Achim Bahr, born in 1956 in Cologne, studied painting at the renowned Academy of Fine Arts (grad.) in Duesseldorf, Germany, and philosophy. Right from the beginning of his studies, he almost exclusively focused on stereoscopic experiments in his artistic work of painting and drawing. In 1981 he published the drawing of a chessboard, Immaterielles Schachspiel, the very first graphic of its kind which he called Stereoscopic Anamorphosis (aka phantogram). Numerous exhibitions and commissioned works in resp. from the inland and foreign countries did follow, and 1984 he showed Nighthawks 3D, the very first 2D/3D-conversion of an existing (two-dimensional) painting.
With the stereoscopic anamorphosis of Neuschwanstein which was published in 1994, Achim Bahr set a new standard to this area of three-dimensional pictures which was developed and led to perfection by him; several variants were produced, among them the largest of its manner which lies on the ground and is to be seen by the observer standing upright. Since 1995 Achim Bahr is also working on the animation of stereoscopic anamorphosises. Meanwhile, sequences of different size and length have been shown at the Stereoscopic Displays and Applications Conference in San Jose, 2005, and at the photokina in Cologne, 2006 and 2008.

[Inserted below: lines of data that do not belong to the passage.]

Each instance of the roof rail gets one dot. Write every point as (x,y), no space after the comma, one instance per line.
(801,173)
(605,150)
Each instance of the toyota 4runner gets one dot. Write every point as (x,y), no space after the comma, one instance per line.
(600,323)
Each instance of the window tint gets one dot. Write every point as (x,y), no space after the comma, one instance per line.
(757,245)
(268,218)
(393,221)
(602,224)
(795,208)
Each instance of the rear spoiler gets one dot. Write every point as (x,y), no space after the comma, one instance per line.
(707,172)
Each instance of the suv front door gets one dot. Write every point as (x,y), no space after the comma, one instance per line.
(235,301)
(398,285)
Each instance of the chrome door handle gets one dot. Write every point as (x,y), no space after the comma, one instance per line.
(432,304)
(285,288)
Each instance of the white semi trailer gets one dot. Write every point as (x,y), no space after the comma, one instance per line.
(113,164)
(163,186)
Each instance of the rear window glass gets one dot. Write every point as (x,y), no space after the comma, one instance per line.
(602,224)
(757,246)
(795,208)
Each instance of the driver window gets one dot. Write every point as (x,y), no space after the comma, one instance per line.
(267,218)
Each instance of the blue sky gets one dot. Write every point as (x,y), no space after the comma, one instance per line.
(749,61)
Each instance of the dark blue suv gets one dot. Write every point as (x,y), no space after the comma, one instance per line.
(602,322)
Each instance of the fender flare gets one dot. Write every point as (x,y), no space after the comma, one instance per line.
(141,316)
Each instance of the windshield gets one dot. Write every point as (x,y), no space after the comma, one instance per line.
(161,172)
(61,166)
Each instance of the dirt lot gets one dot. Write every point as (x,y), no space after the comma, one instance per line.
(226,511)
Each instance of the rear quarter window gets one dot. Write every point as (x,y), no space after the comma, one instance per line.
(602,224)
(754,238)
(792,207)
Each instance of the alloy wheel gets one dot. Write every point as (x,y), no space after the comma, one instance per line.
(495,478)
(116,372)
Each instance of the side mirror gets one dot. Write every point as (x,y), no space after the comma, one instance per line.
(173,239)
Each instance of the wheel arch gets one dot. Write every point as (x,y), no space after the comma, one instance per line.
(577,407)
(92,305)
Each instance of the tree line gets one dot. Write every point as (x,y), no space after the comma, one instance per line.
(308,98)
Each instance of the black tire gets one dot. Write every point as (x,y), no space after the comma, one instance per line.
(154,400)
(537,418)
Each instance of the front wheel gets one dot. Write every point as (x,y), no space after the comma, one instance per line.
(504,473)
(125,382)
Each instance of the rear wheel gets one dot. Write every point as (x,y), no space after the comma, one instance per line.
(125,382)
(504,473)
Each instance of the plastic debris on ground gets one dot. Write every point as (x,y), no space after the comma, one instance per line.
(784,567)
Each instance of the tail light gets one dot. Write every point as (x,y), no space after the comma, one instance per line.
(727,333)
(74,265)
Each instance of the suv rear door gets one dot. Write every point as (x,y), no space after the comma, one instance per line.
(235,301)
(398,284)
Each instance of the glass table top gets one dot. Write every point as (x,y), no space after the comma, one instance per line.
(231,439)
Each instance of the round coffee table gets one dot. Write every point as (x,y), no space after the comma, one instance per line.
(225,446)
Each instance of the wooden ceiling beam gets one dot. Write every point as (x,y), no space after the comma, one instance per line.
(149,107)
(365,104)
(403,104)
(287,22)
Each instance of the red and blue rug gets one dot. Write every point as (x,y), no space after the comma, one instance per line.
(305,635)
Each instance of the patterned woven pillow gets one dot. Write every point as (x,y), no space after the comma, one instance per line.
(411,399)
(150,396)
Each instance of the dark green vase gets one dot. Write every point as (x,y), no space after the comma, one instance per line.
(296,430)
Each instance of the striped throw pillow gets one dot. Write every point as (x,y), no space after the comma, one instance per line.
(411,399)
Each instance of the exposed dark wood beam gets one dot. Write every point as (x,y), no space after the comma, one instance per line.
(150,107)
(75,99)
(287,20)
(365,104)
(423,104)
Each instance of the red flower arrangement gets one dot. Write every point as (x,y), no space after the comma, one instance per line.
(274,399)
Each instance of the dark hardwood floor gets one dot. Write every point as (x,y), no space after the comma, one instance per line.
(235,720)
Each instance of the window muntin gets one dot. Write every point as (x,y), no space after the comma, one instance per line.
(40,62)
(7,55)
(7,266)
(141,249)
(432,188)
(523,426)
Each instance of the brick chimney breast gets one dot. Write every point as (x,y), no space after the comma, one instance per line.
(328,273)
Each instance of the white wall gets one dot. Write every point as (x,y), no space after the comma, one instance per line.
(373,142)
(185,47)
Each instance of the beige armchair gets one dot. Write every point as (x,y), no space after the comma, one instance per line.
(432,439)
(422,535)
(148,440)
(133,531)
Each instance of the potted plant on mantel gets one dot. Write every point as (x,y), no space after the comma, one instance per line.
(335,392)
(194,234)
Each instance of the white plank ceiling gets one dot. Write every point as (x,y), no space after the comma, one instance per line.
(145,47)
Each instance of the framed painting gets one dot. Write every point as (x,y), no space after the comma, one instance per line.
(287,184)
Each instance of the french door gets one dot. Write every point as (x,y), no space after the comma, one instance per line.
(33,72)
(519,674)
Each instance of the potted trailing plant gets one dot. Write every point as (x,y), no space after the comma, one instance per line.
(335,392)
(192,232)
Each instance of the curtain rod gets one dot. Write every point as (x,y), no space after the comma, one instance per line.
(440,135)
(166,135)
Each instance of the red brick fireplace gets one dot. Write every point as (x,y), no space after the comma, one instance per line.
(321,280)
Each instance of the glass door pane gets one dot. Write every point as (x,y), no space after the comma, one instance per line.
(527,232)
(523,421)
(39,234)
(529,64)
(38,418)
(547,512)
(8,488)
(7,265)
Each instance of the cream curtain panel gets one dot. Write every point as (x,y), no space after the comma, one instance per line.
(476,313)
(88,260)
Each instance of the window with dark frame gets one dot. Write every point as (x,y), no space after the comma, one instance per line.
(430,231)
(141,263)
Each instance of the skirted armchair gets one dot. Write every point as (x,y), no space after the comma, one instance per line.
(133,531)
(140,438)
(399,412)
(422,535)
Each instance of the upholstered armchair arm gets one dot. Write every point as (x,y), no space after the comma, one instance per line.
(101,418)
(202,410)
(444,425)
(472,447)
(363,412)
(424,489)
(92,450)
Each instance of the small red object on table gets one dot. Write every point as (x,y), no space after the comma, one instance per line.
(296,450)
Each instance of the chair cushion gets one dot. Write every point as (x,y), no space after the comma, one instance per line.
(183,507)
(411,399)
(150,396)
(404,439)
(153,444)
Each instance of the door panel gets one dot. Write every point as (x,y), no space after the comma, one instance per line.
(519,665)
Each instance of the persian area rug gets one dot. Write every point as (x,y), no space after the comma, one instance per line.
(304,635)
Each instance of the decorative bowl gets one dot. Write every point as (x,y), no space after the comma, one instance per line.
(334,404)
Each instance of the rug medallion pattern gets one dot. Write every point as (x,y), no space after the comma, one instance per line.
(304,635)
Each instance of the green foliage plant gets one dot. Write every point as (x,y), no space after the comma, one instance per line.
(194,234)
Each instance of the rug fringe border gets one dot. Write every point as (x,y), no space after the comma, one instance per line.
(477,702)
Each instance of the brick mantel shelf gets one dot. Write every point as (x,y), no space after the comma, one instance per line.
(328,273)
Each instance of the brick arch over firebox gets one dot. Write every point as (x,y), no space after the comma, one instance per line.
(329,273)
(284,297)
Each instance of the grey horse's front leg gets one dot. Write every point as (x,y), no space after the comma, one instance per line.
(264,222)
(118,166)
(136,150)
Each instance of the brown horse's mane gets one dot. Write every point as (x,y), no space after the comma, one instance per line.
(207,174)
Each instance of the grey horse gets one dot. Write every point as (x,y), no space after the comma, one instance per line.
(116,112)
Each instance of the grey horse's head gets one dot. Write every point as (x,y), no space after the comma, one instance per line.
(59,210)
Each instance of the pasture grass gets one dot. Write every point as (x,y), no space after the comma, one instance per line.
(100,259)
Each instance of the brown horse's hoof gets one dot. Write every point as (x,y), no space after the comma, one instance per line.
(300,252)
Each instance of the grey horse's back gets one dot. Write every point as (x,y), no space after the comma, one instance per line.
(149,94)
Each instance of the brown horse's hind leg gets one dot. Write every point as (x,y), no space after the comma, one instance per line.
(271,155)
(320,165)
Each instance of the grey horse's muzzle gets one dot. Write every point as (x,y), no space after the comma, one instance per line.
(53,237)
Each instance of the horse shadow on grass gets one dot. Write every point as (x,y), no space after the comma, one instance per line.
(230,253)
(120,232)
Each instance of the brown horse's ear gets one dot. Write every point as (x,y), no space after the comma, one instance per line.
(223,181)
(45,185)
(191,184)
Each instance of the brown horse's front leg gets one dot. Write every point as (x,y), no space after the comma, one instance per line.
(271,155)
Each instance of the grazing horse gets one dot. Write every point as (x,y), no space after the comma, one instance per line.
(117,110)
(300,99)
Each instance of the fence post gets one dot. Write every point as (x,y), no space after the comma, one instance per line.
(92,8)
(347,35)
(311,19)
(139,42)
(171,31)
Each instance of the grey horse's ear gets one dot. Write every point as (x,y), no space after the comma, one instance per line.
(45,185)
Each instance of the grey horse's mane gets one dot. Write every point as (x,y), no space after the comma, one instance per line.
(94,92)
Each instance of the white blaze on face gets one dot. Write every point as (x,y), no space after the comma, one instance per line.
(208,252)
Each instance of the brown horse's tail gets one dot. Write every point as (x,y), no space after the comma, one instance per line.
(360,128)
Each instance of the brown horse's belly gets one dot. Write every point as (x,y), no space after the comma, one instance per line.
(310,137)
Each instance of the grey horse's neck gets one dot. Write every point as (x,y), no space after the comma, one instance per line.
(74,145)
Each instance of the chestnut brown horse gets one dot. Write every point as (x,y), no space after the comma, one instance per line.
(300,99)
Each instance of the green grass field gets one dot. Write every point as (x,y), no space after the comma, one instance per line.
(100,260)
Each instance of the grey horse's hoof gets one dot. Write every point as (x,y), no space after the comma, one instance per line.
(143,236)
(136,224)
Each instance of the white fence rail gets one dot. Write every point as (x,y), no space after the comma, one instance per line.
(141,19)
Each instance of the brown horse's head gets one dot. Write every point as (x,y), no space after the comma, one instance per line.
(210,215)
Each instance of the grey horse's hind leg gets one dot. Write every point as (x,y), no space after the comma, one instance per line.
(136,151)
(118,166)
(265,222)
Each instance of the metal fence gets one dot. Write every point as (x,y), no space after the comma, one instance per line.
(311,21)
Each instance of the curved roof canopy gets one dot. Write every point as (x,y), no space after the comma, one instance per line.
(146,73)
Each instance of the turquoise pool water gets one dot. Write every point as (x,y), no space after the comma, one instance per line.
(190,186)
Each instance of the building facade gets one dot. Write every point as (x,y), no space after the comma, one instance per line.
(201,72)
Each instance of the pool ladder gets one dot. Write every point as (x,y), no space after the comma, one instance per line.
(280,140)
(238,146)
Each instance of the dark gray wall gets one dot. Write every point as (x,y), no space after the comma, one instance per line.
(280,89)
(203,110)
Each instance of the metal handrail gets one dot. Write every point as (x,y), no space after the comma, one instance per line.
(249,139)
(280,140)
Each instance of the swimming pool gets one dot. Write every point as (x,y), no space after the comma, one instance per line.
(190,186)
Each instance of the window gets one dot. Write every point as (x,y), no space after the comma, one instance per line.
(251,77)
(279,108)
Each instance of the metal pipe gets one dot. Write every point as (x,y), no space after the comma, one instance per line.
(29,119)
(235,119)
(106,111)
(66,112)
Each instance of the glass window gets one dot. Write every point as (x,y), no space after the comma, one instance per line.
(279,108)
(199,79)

Besides numerous other projects, Achim Bahr turned to stage work, too, where he successfully adapted binocular visualization methods for stage design and for expanding as well as replacing the traditional stage set with 3D projections.
2007, at the International Stereoscopic Conference S3D-Today+ in Munich, Achim Bahr even presented the world wide very first phantograms which can be interactively operated by the observer, thus providing a new kind of real-time VR/AR in the field of high-end/low-cost applications, no matter what size they will be, without particular hardware, and enabling the use of any 3D data sets.
Since 2008, Achim Bahr holds a lectureship and is the founder as well as the leader of the 3D Lab at the BTK, Berliner Technische Kunsthochschule, University of Applied Sciences. — Achim Bahr’s stereoscopic works can be seen in very renowned national collections like Deutsches Museum Munich, Deutsches Technikmuseum Berlin, Deutsches Hygiene-Museum Dresden, etc.